Though Jerusalem was a starting point, it’s not the only place Segre-Lewis has experienced a point of contact between the spiritual and material worlds. One of his recent bodies of work, “Tended Earth,” was inspired by the landscape of Yorkshire in Northern England. With its first Christian influence beginning in the fourth century, Segre-Lewis says Yorkshire displays Christian influence in ruins, churches, relics and the landscape itself. The resulting synthesis, viewed from Segre-Lewis’ view, is one of compelling beauty.

“It is a subtle mixture of vernacular architecture and agrarian pragmatism blending to create compositional order,” Segre-Lewis said. “The carefully organized, organic structures respond to the landscape, like a blank canvas responds to human volition and a brush.”

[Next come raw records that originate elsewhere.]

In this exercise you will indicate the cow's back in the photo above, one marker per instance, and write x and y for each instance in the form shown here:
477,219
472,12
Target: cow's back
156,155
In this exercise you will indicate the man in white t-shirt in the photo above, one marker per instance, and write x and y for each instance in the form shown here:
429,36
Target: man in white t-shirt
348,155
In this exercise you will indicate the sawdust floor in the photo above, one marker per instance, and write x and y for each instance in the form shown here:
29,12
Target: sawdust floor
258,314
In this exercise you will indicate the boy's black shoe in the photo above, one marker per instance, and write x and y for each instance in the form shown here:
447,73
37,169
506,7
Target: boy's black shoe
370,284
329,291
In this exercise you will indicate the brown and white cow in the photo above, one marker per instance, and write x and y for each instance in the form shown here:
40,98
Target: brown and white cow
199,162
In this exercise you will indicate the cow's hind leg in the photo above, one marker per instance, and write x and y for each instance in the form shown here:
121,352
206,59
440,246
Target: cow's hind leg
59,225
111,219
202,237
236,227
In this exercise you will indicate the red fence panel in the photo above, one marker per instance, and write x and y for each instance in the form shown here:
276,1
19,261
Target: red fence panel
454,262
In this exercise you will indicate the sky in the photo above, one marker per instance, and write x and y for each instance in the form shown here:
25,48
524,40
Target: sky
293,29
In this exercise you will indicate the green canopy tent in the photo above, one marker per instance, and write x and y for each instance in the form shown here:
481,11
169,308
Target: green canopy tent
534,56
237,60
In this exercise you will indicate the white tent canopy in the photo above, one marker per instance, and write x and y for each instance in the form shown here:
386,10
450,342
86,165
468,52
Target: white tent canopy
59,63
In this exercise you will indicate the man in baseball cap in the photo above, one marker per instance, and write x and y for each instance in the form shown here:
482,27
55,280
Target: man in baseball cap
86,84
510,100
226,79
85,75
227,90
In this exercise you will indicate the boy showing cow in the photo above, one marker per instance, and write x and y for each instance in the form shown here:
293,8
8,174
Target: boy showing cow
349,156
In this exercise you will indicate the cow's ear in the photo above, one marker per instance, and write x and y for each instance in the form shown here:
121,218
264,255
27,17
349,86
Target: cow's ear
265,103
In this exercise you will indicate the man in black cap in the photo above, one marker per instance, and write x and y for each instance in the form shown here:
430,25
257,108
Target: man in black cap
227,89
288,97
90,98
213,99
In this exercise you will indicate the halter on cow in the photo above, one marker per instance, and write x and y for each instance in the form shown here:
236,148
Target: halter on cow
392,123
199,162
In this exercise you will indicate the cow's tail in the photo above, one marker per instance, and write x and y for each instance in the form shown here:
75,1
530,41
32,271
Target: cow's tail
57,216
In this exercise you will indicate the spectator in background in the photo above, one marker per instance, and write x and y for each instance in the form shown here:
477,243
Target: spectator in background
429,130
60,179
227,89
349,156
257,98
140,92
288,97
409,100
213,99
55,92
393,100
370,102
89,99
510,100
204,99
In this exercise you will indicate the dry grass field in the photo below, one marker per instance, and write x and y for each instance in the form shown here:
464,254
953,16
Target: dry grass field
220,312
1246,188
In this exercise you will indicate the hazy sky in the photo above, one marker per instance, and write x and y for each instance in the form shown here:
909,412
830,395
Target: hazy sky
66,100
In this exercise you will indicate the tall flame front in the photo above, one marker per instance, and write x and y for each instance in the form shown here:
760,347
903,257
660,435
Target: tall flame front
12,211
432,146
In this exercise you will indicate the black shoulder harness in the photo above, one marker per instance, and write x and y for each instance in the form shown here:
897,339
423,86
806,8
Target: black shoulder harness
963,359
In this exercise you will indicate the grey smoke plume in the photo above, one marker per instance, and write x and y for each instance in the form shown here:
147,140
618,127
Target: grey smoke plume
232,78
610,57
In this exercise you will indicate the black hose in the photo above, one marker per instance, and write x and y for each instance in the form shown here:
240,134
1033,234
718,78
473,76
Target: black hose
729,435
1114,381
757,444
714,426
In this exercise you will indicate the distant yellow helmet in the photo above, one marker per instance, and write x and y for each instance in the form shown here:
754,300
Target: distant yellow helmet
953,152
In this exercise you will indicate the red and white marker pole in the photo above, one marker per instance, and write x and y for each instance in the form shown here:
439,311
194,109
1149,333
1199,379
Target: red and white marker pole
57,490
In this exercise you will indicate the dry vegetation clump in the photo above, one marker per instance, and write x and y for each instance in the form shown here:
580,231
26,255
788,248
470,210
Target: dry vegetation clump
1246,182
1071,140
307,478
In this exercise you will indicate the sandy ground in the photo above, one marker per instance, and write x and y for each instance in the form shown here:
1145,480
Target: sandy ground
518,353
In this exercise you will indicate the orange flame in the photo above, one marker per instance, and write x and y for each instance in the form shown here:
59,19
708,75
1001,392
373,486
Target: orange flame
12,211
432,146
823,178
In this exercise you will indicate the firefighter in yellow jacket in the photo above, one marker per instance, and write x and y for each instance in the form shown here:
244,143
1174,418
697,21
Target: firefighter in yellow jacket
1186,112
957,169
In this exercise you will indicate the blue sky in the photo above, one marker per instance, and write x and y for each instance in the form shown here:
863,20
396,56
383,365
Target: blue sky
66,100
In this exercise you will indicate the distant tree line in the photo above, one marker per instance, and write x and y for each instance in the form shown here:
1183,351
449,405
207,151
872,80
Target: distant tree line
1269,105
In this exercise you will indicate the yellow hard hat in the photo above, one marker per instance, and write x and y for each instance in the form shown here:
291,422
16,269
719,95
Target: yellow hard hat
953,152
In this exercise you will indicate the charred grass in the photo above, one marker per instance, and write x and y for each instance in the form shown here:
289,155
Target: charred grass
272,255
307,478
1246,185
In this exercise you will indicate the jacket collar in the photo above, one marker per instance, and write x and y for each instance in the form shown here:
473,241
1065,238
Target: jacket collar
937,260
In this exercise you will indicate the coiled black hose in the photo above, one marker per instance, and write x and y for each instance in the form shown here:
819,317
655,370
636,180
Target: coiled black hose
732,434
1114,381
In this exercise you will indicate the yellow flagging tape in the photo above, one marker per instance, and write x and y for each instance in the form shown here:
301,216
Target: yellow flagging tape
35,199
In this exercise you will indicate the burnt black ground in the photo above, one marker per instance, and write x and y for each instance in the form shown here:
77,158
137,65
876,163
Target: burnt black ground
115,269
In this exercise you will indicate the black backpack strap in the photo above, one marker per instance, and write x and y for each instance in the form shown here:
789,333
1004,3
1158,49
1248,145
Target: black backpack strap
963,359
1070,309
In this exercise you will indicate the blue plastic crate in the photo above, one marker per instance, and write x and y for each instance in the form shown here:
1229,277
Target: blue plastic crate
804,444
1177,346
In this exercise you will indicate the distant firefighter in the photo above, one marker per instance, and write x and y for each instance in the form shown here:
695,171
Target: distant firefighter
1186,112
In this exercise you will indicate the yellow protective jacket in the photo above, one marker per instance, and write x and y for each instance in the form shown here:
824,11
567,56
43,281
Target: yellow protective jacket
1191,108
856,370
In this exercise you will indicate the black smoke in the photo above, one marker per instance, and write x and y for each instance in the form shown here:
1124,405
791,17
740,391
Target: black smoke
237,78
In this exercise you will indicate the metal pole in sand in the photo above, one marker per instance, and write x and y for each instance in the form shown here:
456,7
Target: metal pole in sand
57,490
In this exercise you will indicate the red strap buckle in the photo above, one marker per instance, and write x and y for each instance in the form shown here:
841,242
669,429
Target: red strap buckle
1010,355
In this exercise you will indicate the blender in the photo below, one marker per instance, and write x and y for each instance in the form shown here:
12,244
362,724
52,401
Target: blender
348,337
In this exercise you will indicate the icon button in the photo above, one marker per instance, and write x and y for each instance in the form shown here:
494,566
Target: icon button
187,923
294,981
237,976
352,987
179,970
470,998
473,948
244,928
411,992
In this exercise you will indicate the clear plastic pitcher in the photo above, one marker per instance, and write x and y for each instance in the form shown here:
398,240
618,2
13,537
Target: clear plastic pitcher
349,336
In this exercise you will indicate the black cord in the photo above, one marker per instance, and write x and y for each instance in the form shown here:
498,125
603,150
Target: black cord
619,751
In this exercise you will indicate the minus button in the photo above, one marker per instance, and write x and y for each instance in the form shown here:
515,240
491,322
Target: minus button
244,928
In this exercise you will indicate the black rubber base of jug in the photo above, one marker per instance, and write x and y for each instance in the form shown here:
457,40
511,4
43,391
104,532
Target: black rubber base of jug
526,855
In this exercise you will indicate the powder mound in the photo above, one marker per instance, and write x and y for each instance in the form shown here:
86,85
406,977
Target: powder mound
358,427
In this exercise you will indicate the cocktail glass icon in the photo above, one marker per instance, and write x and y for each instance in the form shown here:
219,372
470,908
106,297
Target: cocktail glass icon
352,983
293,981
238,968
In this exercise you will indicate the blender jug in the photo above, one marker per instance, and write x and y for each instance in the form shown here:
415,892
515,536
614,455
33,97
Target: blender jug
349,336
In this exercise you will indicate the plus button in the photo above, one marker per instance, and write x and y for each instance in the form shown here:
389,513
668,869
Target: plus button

For Segre-Lewis, abstraction is a key element in authentically portraying a landscape. It’s a feature of nature — the silhouette of every tree varies from crooked twig to ragged leaf. Abstraction is the admission that reality transcends cookie-cutter symbology. Segre-Lewis compares this dynamic to the difference between a photograph and a real-life experience. A photograph will convey the bare facts of a landscape in two dimensions, but the full experience of a place involves much more.

“Abstraction comes from nature,” Segre-Lewis said. “This is a funny parable and paradox at the same time. If you want to get at reality, you have to be comfortable with abstraction. If you’re not, you will never get reality. The visual world and the spiritual world is a woven abstraction that comes together, and at some points we can see clarity and then at other points we don’t.”

When it comes to painting, abstraction and representation are dependent, but distinct. For Segre-Lewis, the relationship creates interest while still giving viewers a frame of reference.

“We’re drawn to abstraction because of mystery,” Segre-Lewis said. “It’s the difference between reading ‘Moby Dick’ and Cliff Notes version of ‘Moby Dick.’ The person who wants to be changed will read the book. That’s the thing that frustrates people about my work, as well as what draws people to my work. I give them enough representation to ground themselves, but enough obscurity to raise questions.”

The questions raised vary from viewer to viewer, but some of the most common are questions of faith.

“I want believers and non-believers to experience what it looks like to see the landscape through the eyes of someone in the kingdom of God,” Segre-Lewis said. “A lot of my buyers are not Christians, but the most direct faith questions I get are from people who look at my paintings. They are convinced by the experience.”

Even Segre-Lewis’ distinct vantage point has a role to play in exploring the prophetic role of landscape.

“I generally take a God-like perspective, as if you’re looking at the landscape from above the ground,” Segre-Lewis said. “I try to climb the highest hill or mountain to get the feeling that you’re sitting in the air.

“The perspective from the ground is tight, and all you can see is what’s in front of you, but the higher you get off the ground, the more it looks compositional, and the more you see things from God’s perspective, so to speak.”

Participating in the creative nature of God is personal as much as it is prophetic. Sometimes spending up to six months on a single painting, Segre-Lewis looks at the process of painting as an act of worship.

“It’s not quick,” Segre-Lewis said. “It requires careful matching of color, mark, abstraction and representation, and with every swatch I do, I step into the role of co-creator.

“When I make a mark that looks like a hillside, I feel like I understand more of the creative nature of God — ‘let there be a hill.’ I get this feeling of the pleasure of the Creator, and I want to draw people into that same feeling… help them feel it for themselves.”